Une pièce sombre jouxtant le jardin intérieur de la maison. Aucune lumière ne brille dans la salle typiquement japonaise à l’exception d’une unique bougie blanche. Sur un autel dédié aux ancêtres brûlent des bâtons d’encens. Les fringances emplissent la pièce et les nappes de fumée sont à peine décelables dû faite de la pénombre ambiante. Le seul son qui vient troubler le silence de la pièce obscure et le tintement familier de la fontaine bambou.

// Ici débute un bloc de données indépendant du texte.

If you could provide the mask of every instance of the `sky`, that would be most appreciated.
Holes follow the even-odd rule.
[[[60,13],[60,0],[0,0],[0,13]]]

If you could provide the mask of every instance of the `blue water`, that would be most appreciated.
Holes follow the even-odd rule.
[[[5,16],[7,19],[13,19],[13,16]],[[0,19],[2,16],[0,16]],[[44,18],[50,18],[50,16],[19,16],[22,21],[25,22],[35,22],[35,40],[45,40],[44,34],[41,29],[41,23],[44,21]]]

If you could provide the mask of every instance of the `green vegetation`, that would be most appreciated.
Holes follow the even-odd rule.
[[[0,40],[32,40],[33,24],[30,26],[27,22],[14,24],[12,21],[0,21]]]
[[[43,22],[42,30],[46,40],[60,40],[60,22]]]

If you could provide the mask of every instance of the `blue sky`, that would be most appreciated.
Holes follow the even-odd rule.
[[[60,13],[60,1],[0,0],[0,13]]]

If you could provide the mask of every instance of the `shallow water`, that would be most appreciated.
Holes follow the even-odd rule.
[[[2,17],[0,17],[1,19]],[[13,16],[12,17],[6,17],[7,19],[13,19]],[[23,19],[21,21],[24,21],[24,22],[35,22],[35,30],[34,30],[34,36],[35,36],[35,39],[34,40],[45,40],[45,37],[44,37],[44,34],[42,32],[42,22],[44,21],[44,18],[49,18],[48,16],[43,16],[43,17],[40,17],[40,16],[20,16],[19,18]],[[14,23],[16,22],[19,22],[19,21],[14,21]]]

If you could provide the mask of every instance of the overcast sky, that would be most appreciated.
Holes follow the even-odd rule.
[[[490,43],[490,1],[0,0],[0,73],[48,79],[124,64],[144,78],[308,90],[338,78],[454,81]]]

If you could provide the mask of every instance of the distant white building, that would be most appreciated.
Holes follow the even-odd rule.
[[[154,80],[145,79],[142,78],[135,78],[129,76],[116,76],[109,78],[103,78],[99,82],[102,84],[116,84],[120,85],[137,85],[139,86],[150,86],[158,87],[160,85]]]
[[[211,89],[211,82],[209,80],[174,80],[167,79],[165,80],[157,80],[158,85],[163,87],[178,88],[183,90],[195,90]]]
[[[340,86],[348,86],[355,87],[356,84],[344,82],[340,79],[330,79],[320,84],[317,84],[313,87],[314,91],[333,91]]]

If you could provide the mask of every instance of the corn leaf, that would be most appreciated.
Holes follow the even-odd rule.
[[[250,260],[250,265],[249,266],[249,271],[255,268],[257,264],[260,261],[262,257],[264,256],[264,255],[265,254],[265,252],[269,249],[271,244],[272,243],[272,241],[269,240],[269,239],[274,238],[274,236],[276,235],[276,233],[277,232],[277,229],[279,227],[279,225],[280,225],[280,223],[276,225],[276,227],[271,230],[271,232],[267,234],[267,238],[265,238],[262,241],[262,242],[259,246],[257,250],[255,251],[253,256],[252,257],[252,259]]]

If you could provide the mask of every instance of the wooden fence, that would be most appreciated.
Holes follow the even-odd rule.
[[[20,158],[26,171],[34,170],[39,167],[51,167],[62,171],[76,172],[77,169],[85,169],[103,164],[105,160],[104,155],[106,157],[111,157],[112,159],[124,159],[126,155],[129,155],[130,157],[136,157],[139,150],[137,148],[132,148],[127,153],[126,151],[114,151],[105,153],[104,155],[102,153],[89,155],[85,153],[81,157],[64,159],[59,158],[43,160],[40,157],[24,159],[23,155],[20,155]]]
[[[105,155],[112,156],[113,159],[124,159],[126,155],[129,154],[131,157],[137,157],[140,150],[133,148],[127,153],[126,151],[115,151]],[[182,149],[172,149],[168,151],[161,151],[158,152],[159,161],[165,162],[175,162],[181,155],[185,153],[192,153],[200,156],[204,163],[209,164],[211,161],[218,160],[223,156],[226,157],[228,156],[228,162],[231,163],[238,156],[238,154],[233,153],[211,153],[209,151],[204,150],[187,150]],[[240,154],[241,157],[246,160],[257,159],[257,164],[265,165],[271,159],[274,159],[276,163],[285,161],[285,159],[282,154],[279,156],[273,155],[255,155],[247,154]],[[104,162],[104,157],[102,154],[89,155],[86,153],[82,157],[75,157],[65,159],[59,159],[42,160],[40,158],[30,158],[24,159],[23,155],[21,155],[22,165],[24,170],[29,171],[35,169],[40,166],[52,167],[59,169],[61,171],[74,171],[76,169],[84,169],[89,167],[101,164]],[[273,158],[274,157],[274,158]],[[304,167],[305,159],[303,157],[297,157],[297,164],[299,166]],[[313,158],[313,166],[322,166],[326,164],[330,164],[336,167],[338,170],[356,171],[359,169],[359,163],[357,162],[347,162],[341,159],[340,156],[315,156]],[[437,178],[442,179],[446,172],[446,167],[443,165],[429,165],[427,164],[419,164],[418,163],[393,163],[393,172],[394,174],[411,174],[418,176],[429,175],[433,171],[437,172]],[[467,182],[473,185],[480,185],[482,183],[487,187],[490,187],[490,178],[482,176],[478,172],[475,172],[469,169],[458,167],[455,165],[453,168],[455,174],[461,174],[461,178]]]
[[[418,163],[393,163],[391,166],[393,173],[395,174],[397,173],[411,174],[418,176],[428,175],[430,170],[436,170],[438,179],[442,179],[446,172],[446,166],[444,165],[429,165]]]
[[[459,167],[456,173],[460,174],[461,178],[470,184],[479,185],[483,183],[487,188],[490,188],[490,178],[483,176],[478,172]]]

Je me dois de ne plus penser à rien... Assise sur les genoux au centre de la pièce je ne dois plus penser à rien... faire abstraction de mon corps... le vide... le néant... Je laisse mes vagues souvenirs de cette journée être happé par les ténèbres. C’est mieux ainsi. Lorsque le moment viendra les souvenirs s’éclairciront d’eux même. Cela ne sert à rien de courir après une chose qui m’est pour le moment inaccessible. C’est une perte de temps. Je n’abandonne pas l’idée de savoir un jour ce qui s’est passé dans la baie de Tosa... mais pour le moment je me dois de mettre ces souvenirs brumeux de côté. Le vide... les ténèbres de ma conscience se dissipèrent peu à peu. Le tintement familier me ramena dans le monde matériel. Mes prunelles s’ouvrirent sur la flamme de la bougie. Cette dernière dansait à cause de mon souffle léger et maitrisé. Je me sentais plus sereine. Les contours du monde qui m’entourait me semblaient plus nets qu’avant... Je soufflais avec détermination sur la bougie.
~*~
Après cette séance de méditation pour le moins bénéfique je suis allée retrouver mon frère qui discuter avec notre père. Je me fichais de les interrompre dans leur conversation fusses-t-elle importante. Arborant un grand sourire, je tenais mon Bokken avec détermination.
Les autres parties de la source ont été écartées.